Dyeing eggs is an annual tradition for many families celebrating Easter, but many families would like to avoid using synthetic dyes.
The WVU Extension Family Nutrition Program had the opportunity to share information about the benefits of using plant pigments or natural dyes from fruits and vegetables to dye eggs during First Lady Morrisey’s Rhododendron Roll held at the State Capitol in Charleston on March 28.
“Dyeing Easter eggs is a fun family activity, so being able to share information on how to do that in a healthy way and on a budget was very timely,” Kristin McCartney, associate professor with the Family Nutrition Program, said.
The table featured displays of plant dyes made from vegetables, including purple cabbage, kale and peels from red and yellow onions. Families received a recipe for the dyes along with information on health benefits of anthocyanins and carotenoids — primary plant pigments. Reusable shopping bags shaped like carrots and a book featuring easy, budget-friendly vegetable recipes were also provided to families.
The event also offered the perfect opportunity to conduct carotenoid assessments using the Veggie Meter, a noninvasive device that allows the program to measure health changes that can result from participation in fruit and vegetable incentive programs.
“The Veggie Meter is relatively new technology that uses a fingertip scanner to detect the level of orange, yellow and red pigments in the skin that come from eating brightly colored fruits and vegetables, such as bell peppers, carrots, pumpkin, sweet potatoes, spinach and kale. The more of these you eat, the higher your score will be,” Gina Wood, associate professor with the Family Nutrition Program, said. “We’ve seen scores increase significantly when people participate in prescription programs, such as FARMacy WV.”

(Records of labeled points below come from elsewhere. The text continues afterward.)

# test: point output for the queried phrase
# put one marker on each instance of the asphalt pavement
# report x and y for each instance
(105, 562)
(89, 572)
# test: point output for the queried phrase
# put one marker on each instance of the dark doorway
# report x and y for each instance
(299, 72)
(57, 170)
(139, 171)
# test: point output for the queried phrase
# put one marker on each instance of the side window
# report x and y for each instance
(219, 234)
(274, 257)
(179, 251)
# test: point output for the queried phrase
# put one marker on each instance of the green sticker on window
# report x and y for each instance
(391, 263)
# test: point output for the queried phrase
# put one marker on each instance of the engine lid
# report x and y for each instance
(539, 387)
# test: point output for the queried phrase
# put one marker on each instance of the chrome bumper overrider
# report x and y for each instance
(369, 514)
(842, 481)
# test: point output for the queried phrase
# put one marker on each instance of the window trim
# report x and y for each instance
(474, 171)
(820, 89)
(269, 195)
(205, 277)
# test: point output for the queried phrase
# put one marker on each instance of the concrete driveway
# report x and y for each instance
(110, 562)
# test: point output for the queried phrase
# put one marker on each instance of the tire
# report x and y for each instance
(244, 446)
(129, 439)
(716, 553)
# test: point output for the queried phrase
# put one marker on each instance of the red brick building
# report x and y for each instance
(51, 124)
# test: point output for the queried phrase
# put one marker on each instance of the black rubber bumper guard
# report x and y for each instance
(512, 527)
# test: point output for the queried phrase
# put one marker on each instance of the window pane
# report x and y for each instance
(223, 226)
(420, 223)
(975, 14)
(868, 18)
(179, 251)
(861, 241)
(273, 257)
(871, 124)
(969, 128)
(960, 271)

West Virginia recently passed HB 2354, a landmark law banning seven synthetic dyes and specific preservatives in food and drugs due to concerns about the impact on children’s health and behaviors. While implementation of the ban is currently halted due to legal proceedings, the legislation has brought greater awareness about food dyes and their health impacts.
Faculty from WVU Extension and the Davis College of Agriculture and Natural Resources, both housed within the Division for Land-Grant Engagement, can be a resource for families looking for ways to grow, prepare and preserve foods to improve their budget and their health.